Este era bem apreciado e isto tinha fundas raízes históricas. A briga pelo chá que resultara na Independência americana teve origem no Maine.

        JoAnne era tímida ou melhor fechada, talvez impregnada pelo farol, sempre ativo, mas tido e havido como misterioso. Ao longo de seus estudos tivera poucos amigos e menos ainda frequentara a casa deles. Sua melhor amiga era MaryAnne, talvez pela semelhança de nomes. MaryAnne vivia na cidade, bem casada e mãe de três filhos, pouco se viam, mas a amizade permanecia. MaryAnne tinha perfeita noção do que lançara a hoje respeitável faroleira na sua vida solitária e reclusa.

        JoAnne conhecera na faculdade Richard Altergene que também obtivera a sua college education, mas era como todo jovem de Portland, marinheiro, senão por vocação, por milenar costume. Não era dos piores, se diga em nome da verdade, já alcançara o posto de imediato na famosa Nau Catarineta. O estranho nome era devido a um armador português, pois portugueses no Maine não eram de  estranhar. A pesca do bacalhau os havia trazido aos magotes e os espalhara pela Nova Inglaterra. Eram encontrados até no Canada, em Toronto a Avenida Augusta e a Igreja do Senhor da Pedra são notórios pontos de visitação. Curiosa JoAnne procurara saber a origem desse nome e seu conhecimento não lhe trouxe nenhum conforto. Era a nau perdida que nunca encontrava as terras de Portugal e da Espanha.

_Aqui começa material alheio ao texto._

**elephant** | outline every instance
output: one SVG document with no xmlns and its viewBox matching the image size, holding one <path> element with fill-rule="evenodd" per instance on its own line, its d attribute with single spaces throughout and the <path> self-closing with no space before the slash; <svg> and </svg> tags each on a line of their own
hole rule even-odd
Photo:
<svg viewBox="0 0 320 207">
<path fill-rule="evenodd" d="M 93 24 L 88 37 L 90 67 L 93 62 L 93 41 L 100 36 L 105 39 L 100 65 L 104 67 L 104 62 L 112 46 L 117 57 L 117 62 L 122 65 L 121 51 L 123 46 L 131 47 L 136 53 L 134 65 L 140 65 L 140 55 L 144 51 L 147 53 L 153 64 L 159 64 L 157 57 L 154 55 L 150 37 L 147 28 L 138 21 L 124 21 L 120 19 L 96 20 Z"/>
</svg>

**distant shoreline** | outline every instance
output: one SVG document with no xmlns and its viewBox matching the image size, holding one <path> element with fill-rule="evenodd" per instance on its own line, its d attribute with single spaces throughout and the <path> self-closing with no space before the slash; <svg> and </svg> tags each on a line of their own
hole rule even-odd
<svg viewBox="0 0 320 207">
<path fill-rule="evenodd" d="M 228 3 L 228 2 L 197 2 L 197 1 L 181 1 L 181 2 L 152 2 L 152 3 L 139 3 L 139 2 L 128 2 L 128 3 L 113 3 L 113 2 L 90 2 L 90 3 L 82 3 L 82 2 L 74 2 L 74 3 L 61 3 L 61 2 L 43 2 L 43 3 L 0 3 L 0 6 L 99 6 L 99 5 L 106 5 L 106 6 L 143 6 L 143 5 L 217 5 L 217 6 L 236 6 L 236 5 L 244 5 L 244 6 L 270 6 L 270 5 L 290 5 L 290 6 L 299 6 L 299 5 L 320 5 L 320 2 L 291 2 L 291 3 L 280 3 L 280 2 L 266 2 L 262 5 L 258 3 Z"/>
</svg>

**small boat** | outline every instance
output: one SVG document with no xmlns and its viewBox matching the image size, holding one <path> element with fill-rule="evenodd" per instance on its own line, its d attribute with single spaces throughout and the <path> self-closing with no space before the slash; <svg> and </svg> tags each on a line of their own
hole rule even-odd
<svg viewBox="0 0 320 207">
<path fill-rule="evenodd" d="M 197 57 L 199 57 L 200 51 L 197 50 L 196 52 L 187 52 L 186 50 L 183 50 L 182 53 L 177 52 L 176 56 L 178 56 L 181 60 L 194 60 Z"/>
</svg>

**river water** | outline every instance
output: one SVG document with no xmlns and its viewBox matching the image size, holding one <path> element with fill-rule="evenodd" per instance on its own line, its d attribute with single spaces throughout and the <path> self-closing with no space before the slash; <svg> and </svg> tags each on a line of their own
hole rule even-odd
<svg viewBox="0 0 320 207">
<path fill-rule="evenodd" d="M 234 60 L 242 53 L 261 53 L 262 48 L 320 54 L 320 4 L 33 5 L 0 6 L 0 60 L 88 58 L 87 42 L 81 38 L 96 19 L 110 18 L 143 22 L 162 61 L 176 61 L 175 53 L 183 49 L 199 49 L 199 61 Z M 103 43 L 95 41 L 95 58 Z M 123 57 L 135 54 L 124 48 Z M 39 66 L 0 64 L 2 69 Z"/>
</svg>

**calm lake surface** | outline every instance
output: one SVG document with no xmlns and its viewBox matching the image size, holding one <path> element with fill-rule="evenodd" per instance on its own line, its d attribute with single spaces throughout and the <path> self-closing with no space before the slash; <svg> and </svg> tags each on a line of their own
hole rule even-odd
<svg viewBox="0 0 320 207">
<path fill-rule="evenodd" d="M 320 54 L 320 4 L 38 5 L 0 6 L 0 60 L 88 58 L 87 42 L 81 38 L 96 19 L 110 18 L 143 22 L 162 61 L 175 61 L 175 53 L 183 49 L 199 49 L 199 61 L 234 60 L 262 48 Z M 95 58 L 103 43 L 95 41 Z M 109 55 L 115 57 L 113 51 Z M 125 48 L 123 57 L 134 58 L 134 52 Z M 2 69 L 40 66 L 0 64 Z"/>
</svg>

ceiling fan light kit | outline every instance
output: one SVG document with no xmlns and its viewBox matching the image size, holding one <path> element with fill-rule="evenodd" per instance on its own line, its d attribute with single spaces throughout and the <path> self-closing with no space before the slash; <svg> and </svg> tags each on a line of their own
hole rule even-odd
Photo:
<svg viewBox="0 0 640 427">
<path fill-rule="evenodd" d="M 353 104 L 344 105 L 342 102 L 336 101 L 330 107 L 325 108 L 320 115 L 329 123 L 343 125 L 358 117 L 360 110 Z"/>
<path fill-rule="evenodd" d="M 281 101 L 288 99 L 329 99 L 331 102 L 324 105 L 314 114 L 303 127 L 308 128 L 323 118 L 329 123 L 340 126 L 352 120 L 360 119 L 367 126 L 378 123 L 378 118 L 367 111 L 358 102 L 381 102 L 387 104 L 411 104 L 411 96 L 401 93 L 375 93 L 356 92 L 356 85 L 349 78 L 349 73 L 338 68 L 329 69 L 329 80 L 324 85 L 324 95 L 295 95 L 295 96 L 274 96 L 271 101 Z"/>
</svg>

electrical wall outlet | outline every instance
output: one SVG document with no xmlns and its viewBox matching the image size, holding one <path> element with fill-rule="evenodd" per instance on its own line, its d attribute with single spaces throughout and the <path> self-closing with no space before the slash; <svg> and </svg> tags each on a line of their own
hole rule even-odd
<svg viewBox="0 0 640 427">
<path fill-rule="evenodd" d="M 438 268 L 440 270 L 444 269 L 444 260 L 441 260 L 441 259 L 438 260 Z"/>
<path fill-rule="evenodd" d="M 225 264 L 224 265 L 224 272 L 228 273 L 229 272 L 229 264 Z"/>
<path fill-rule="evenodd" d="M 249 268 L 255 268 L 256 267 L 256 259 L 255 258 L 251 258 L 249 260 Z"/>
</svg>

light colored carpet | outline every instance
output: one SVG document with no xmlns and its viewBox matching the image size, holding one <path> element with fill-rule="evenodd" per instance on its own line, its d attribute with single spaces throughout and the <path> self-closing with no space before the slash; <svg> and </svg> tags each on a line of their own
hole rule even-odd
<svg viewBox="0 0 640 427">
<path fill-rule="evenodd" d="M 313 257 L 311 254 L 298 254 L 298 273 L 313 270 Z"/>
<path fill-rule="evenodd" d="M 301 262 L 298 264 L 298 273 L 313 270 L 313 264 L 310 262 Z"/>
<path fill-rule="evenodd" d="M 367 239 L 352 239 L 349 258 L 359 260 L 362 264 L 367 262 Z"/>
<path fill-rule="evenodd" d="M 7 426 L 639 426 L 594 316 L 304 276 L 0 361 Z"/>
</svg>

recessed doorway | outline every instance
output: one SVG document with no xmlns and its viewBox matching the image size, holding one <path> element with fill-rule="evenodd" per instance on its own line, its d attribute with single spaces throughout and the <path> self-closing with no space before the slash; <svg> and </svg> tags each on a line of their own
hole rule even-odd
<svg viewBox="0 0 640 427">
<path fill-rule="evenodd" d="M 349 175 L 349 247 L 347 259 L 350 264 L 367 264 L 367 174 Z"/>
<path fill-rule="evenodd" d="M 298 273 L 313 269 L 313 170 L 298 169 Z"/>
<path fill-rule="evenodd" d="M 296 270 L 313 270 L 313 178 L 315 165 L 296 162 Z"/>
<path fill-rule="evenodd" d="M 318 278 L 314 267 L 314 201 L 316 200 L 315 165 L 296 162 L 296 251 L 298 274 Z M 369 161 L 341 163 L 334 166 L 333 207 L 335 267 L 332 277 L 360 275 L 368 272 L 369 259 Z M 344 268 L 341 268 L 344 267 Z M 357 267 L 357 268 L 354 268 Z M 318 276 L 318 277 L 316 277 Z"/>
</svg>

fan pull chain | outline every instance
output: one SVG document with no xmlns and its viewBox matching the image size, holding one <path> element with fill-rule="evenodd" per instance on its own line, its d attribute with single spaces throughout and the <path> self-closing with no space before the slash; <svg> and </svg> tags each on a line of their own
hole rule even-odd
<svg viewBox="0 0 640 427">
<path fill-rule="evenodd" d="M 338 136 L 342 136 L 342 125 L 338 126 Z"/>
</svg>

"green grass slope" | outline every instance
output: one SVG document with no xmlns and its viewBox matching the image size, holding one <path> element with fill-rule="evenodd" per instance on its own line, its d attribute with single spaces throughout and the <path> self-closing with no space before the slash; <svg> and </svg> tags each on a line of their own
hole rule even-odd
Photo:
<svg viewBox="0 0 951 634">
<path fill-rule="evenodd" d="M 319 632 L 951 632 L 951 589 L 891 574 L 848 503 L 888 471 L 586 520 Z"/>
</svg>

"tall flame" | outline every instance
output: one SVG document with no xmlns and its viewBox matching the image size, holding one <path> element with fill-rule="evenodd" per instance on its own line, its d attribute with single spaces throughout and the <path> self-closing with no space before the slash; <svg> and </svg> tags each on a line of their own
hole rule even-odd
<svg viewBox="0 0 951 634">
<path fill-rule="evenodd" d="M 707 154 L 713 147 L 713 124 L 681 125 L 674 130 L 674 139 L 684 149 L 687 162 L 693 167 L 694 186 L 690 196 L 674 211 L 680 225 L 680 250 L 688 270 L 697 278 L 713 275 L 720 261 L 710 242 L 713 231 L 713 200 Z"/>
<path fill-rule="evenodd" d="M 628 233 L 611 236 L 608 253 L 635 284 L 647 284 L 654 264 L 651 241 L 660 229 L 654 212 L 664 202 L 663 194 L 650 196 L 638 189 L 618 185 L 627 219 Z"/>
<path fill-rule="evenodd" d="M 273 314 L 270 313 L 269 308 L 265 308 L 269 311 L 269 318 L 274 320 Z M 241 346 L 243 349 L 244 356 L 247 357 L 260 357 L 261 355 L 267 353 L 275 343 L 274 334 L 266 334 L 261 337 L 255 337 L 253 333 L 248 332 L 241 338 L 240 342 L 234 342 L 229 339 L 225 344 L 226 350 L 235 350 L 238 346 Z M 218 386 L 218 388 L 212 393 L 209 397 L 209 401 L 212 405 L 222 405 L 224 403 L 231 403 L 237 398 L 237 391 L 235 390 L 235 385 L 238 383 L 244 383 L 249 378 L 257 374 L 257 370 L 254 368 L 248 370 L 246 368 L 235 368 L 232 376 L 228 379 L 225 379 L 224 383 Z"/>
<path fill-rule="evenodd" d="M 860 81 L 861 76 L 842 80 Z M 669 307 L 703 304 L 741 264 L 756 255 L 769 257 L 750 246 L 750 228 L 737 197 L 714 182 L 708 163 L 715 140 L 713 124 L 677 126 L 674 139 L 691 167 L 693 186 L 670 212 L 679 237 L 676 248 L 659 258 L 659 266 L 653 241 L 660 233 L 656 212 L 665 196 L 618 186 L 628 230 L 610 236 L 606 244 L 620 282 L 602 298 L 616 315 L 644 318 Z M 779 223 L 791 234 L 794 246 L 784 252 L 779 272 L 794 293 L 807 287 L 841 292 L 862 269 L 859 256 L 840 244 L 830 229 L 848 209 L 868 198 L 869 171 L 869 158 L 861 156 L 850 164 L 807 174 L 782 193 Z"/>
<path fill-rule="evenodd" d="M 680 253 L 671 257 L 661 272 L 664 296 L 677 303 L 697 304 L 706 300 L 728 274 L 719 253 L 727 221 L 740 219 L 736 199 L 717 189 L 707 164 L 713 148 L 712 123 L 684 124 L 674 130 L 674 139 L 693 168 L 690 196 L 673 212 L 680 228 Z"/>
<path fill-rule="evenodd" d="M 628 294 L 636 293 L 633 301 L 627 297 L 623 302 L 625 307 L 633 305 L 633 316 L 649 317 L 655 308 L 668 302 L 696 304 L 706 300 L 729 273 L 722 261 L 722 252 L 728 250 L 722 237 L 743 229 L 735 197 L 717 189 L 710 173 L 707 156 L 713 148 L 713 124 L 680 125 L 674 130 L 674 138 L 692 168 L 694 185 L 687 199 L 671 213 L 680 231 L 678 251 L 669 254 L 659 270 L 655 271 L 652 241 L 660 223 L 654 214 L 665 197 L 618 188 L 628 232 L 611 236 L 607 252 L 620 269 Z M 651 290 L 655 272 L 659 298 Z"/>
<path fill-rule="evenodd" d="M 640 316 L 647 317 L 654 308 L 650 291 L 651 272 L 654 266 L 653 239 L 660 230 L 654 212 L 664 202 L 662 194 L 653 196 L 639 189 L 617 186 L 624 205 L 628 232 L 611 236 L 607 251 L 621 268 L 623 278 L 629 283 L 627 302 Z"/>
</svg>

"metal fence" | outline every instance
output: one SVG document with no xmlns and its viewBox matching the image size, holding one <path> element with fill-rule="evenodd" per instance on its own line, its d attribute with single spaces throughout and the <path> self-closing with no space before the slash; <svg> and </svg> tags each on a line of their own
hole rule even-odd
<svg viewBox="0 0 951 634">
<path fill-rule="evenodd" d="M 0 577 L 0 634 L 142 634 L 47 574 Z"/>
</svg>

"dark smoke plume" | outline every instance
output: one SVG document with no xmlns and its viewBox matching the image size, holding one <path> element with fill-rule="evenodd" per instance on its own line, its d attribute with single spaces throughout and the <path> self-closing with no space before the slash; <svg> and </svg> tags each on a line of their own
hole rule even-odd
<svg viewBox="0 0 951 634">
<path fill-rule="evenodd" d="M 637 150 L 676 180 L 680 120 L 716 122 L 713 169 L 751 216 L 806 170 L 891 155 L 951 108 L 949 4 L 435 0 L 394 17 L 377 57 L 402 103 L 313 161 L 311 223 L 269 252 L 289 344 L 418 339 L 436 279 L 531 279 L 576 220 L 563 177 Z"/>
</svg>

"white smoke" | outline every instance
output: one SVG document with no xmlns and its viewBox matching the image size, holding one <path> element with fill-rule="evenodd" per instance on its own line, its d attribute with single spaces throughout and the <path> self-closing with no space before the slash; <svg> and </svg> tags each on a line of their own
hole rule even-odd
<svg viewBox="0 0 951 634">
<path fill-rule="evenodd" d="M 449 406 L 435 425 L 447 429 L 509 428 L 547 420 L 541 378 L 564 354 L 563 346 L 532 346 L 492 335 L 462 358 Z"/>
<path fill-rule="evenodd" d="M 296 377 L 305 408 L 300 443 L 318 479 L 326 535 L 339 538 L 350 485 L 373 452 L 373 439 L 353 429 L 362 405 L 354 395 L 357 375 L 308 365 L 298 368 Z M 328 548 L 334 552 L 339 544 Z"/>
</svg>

Como o farol ficava num promontório era suficientemente alto para dar uma clara visão do porto de Portland. Anoitecia, havia neblina não muito densa e o mar batia raivoso, para completar o mau agouro o farol não estava funcionando, desde a manhã Phill tentava raivosamente torná-lo operante, sem sucesso.

Mesmo no escuro e com neblina JoAnne usando o poderoso binóculo do farol, via, lá do alto, por completo a baía. Foi com angústia que divisou claramente a Nau Catarineta, perfil inconfundível, próxima, demasiadamente, da costa rochosa que sem o farol era pouco visível no nível do mar. O mar muito batido, com ondas muito altas não ajudava a navegação, JoAnne sentiu uma grande opressão no peito e precipitou-se para dentro do farol gritando por seu pai.

Correram ambos para Portland que já estava em polvorosa, barcos que se chocavam com a costa rochosa não era uma novidade, mas o preço que a cidade pagava de cada vez era sempre alto. Já havia notícia de cadáveres e destroços na areia, JoAnne nem precisou chegar perto para saber que Richard era um deles. Voltou para o farol e quase dele não saia.

Passou o tempo, morreu primeiro o pai, em terra firme e repousava no cemitério local. Depois a mãe que de viúva vivia como que a pedir a morte. Calejada JoAnne tocava o farol com maestria e eficiência e ninguém pensou em substitui-la. A Port Authority registrou a mudança e passou a pagá-la pontualmente.

Portland tinha uma faroleira muito competente, mas absolutamente solitária.